The museum erected to commemorate this event stands across the street, and it powerfully evokes the events themselves, including audio and video clips of testimonials and news clips, adding an interactional scale to the micro-level events that occurred in the lunchroom (e.g., the ”Chili Incident”). The stuff brought me to tears. It’s also the stuff you bring back with you to class. To many students, this is ancient history.
When talking with students about education in the U.S., I start with John Dewey and his belief in the ideal of meritocracy. I ask my students: “Did your parents or friend’s parents move to a particular neighborhood because of the school district?” I then prod them further: “Why should that matter? Why are there good schools and bad schools?”

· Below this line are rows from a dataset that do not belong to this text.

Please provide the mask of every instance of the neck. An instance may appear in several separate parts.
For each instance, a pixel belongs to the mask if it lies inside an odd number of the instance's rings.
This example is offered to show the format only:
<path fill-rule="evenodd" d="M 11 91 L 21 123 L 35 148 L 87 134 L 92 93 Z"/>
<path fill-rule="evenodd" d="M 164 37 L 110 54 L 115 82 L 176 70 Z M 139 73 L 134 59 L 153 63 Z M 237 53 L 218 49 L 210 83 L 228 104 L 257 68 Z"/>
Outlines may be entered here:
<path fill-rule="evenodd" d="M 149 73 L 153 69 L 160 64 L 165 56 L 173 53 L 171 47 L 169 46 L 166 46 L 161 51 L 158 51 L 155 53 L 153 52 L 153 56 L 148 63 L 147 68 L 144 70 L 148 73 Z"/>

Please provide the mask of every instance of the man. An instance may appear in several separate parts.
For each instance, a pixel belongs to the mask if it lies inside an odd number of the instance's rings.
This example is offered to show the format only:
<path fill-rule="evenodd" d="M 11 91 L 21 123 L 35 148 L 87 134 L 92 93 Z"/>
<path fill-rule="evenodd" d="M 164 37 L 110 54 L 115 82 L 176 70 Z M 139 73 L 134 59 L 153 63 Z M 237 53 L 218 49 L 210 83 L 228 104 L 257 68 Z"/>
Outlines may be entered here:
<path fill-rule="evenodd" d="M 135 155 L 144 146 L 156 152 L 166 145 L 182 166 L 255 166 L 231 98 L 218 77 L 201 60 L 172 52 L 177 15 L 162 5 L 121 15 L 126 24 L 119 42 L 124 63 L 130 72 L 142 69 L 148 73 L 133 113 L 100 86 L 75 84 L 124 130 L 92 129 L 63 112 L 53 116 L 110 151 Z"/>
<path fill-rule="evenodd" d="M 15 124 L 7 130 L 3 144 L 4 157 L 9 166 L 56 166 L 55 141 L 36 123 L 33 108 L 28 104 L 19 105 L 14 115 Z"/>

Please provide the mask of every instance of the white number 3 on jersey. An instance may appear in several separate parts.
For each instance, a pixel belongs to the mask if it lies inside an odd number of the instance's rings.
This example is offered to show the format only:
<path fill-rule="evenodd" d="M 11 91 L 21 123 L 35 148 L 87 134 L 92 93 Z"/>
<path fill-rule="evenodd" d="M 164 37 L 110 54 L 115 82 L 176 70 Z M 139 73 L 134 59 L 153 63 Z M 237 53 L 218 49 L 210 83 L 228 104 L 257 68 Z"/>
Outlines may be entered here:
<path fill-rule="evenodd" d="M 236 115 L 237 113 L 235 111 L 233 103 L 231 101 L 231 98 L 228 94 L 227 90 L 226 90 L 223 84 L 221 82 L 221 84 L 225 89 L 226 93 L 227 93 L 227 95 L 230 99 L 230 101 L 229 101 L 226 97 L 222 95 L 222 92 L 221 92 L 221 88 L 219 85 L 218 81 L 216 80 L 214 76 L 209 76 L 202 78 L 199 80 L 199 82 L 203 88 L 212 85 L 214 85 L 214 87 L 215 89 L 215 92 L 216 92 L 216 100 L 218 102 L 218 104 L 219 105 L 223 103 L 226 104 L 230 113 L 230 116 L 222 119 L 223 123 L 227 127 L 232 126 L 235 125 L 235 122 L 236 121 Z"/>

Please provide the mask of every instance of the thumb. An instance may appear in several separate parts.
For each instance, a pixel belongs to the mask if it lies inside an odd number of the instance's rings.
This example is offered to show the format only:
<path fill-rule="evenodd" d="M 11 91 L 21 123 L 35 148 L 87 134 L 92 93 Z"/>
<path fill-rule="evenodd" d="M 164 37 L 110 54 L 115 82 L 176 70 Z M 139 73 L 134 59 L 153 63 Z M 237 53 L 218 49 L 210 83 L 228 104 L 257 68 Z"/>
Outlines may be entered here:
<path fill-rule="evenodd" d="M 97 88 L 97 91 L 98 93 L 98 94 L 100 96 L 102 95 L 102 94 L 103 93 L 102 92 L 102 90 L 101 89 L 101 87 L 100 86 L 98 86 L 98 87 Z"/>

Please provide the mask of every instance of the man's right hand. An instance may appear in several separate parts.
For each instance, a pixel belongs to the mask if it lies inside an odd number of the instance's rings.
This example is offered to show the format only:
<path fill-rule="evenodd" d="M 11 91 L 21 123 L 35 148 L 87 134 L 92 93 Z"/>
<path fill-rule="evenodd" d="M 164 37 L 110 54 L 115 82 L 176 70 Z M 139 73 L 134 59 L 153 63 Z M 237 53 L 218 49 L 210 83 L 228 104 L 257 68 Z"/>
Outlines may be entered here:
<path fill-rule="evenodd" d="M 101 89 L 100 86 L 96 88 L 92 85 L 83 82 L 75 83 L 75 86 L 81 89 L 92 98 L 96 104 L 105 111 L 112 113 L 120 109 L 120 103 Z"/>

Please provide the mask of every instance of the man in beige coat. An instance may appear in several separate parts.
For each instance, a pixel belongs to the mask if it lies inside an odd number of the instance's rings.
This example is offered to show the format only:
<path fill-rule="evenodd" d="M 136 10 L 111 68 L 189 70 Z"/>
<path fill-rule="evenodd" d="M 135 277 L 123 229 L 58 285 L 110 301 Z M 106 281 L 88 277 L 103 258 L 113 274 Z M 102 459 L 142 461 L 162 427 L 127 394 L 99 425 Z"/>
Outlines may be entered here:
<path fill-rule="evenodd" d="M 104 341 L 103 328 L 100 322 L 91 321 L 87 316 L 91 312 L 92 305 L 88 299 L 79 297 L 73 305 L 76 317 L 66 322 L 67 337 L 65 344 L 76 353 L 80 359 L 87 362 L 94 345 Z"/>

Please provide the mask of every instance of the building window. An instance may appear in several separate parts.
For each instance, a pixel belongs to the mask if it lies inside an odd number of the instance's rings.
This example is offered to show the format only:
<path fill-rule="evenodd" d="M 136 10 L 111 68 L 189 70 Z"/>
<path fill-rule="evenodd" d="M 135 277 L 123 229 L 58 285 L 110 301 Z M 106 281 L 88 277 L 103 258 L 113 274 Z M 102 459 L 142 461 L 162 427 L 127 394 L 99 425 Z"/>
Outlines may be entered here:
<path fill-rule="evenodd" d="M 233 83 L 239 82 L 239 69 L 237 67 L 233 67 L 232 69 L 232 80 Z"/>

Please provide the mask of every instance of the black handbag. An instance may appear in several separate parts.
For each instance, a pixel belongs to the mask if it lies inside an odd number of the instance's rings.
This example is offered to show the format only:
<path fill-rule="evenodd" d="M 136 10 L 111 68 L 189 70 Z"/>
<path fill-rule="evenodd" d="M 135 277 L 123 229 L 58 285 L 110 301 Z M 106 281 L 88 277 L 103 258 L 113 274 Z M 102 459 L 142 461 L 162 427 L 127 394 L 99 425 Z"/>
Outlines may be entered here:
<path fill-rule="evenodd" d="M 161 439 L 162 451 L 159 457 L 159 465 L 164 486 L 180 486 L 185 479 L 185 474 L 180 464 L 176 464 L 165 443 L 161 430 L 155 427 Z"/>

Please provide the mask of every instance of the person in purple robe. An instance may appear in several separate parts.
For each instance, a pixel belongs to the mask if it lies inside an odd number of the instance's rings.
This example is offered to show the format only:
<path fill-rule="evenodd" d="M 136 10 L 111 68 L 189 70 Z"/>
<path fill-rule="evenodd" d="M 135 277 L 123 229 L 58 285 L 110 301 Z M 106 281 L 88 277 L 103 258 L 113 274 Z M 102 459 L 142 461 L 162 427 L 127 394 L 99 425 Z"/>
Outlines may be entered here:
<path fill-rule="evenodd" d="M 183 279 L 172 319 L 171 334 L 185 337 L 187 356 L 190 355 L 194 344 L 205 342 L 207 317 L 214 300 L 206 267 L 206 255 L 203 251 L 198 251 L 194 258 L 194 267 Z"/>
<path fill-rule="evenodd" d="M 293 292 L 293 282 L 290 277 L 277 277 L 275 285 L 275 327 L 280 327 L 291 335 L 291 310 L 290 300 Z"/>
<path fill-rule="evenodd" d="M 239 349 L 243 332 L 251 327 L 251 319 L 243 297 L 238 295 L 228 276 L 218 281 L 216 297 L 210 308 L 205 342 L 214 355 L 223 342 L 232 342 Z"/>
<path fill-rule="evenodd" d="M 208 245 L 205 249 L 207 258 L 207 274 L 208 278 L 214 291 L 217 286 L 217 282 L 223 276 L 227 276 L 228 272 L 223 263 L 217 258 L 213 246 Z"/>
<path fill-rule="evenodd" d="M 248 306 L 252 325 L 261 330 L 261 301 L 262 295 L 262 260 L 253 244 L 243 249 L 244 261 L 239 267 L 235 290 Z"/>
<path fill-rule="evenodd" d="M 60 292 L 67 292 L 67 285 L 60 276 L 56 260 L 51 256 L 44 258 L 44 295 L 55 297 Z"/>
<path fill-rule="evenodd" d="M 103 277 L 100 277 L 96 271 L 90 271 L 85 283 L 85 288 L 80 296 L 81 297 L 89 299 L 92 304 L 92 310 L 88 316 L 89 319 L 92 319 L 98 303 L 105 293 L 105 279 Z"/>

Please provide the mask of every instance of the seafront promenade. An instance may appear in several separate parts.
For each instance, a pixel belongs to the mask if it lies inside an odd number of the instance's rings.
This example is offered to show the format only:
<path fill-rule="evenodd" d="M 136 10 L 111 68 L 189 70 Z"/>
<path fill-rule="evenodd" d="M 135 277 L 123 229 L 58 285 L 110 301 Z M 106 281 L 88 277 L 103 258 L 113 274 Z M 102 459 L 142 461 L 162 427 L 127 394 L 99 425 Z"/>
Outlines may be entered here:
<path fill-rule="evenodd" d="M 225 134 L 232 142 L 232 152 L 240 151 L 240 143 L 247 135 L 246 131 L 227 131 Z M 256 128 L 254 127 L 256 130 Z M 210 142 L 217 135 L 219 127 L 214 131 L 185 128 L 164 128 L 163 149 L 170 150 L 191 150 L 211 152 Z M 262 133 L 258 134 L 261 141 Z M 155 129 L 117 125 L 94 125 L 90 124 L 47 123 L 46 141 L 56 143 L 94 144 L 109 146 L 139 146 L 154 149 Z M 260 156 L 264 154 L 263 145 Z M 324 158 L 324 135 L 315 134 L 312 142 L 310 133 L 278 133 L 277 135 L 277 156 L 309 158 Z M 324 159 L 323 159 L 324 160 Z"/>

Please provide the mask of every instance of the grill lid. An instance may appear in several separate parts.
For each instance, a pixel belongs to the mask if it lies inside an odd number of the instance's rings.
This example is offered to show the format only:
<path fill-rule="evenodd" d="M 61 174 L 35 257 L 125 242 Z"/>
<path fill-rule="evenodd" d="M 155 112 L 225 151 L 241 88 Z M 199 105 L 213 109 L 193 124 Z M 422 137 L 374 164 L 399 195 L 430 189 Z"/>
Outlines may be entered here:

These are seemingly simple questions, but they unlock a set of assumptions about how we organize our public education system, and how it can undermine our shared belief in meritocracy. It is hard for students to reflect on being the beneficiaries of an unequal education system. (Here’s a news story on my high school. You can find your high school’s rank here.)
For students fresh out of high school, who maybe heard of Little Rock Central in High School, we move to thinking about how property taxes link to educational resources.
Here is a nice chart on the sources of one state’s education funds from a study on this topic by a non-partisan think tank, Minnesota 2020:
Source: Minnesota 2020
Over the last few years, state funds are a lesser proportion of school funds, and local taxes are taking a greater proportion of the burden. Schools in poorer communities receive fewer resources. Funding for programs that attempt to directly address these inequalities are perpetually under funded: Title 1, IDEA (Individuals with Disabilities Education Act), Pell Grants, and Head Start. The New York Times reports that laws seeking to balance inequalities, like “No Child Left Behind,” have not closed achievement gaps.
The results? It is always a surprise when my students see a graph that shows SAT scores having a positive correlation with parental income. (Here’s a visualization of the data, along with a discussion at The Society Pages.) So much for merit. (A fantastic new book about how the other half learns, see Shamus Kahn’s Privilege: The Making of an Adolescent Elite at St. Paul’s School.)
Sociologists like to use Robert Merton’s manifest (i.e., obvious and intended) and latent (i.e., hidden and unintended) functions of particular social phenomena, and you should think about them as they apply to this scenario. If the obvious and intended purposes of education are to provide equal access to information, training for skills, and equal chances to succeed, the latent functions of tying education funds to property taxes might be the reproduction of inequality.
Seemingly race-neutral, the policy of tethering education funds to property should be connected with decades of other social problems, including redlining (a term coined by a sociologist to describe how banks would systematically avoid investing in predominantly African American communities), steering (the practice of real estate agents directing African Americans to particular neighborhoods and hiding housing opportunities in from them), and other forms of discrimination.
Can you hypothesize why this system is constitutional? In a 1973 5-to-4 ruling (San Antonio Independent School District v. Rodriguez, 411 U.S. 1) the U.S. Supreme Court found that funding for education based upon property taxes was not in violation of the 14th Amendment and the same Equal Protection Clause (affirming the commitment that “all men are created equal”) that allowed the Little Rock Nine to walk into their high school. Thurgood Marshall, in his dissent, wrote that “The Court concludes that public education is not constitutionally guaranteed [despite the fact that] no other state function is so uniformly recognized as an essential element of our society's well being.”
If you are interested in seeing how your high school ranks as related to those nearby, Propublica compiled data from the U.S. Department of Education Office of Civil Rights, and created an online tool called "The Opportunity Gap."
And last, there are the revelations from recent reports on college admissions officers seeking out full paying students, seeking higher-income students (which is to say, students with parents who have higher incomes).
Meanwhile, student loans are an increasingly risky endeavor. Higher education loans became a one trillion dollar business, and a New York Times article provided detailed and personal accounts of the weight on "generation debt," and a devastating report Congressional report found private colleges can damage students’ long term financial stability, and another wherein 2013 graduates will, on average, be shackled with over $35,000 of debt, creating yet another layer of inequality.